How Can I Get Involved?

Start Using The Search

The best way to get your feet wet is to dive right in – replace your search engine with Presearch’s Search Extension for Chrome-based Browsers, or in alternative browsers that allow it, manually add a search engine and direct the queries to “https://presearch.com/search?q=%s”. There are also mobile apps available for privacy-minded browsing.

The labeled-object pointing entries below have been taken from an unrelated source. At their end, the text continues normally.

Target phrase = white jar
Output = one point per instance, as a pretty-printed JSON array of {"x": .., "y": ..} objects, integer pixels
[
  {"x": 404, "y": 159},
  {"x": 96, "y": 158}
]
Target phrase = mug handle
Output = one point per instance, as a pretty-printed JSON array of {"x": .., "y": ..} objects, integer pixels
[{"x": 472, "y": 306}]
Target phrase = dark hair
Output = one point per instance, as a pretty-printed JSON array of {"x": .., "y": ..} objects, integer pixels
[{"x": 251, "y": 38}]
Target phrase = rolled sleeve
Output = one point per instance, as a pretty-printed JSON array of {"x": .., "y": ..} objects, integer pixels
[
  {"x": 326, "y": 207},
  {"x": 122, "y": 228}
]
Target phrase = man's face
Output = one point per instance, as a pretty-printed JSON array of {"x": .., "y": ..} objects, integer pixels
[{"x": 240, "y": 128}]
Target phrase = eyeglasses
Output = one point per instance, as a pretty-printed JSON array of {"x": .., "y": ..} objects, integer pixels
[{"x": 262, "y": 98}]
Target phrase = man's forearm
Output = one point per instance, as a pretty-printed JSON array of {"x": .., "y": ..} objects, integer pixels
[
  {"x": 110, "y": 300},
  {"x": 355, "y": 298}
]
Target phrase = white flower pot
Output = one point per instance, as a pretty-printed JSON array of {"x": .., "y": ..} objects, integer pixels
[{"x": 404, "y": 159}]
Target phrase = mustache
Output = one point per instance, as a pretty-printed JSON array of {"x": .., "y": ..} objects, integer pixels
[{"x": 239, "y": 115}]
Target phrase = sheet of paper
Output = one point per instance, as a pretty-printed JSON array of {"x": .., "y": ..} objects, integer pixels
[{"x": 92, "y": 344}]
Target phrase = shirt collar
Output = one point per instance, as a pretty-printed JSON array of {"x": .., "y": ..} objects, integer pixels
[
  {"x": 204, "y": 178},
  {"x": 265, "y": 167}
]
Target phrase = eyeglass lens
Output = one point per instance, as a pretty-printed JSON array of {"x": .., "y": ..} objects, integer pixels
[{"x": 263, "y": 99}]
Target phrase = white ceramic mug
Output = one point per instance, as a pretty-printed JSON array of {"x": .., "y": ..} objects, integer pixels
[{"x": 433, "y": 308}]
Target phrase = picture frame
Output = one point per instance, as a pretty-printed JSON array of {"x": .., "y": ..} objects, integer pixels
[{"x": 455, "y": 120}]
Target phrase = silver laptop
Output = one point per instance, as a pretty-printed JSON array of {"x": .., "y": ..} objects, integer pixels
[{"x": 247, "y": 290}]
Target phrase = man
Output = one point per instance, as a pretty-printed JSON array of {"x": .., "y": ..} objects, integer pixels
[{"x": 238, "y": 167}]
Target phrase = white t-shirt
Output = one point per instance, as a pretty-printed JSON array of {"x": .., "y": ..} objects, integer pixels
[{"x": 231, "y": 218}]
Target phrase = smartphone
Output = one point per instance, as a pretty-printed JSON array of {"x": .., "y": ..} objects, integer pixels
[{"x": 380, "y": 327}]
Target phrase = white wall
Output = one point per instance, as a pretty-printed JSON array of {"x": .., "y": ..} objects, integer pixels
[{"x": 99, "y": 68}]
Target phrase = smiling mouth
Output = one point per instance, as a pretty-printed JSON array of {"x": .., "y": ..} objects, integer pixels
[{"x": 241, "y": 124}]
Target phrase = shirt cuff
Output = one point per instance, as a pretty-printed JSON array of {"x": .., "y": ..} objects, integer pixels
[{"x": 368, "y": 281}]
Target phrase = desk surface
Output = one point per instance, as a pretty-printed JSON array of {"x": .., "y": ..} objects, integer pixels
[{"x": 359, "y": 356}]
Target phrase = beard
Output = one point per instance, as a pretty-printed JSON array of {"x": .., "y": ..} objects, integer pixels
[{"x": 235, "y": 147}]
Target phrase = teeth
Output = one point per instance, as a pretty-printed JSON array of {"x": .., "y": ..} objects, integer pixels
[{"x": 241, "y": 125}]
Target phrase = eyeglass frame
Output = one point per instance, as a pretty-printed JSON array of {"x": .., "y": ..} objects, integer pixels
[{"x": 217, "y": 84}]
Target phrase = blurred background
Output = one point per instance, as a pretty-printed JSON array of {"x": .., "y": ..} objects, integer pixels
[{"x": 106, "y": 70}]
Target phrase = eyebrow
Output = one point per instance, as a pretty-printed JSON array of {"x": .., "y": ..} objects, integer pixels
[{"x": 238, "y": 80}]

Help Build Knowledge Panels

Google, Bing, Yahoo, and the rest serve what they call Knowledge Panels next to their search results – and the ever-increasing trend is for users to find what they need without ever needing to click through to any of the results that are returned. Many searches are made just to obtain a specific chunk of data about a business, place, or person and these panels have been more and more useful for serving that need. Presearch has open sourced this aspect of the engine and needs all the help it can get to compete in this space, with data that doesn’t end up lacking versus the big players. Take a look at the official repository for Presearch packages if you’ve got a particular focus where you think you can contribute.

Operate A Presearch Node

I’ll go into more detail on this topic in another article, but in the meantime check out the official documentation for Node Setup to see how easy it is to get up and running. In order to be rewarded for the effort (which honestly is only really designed to cover operation costs) you will need to stake 2000 PRE for each node running on the network, however you can get a node up and running and contributing without staking and without being rewarded for searches. You just need an online computer with a unique IP address, and a little spare time and bandwidth to get going. Use it as an excuse to get a little bit more familiar with what’s going on in Web3. It really is a fascinating world out there!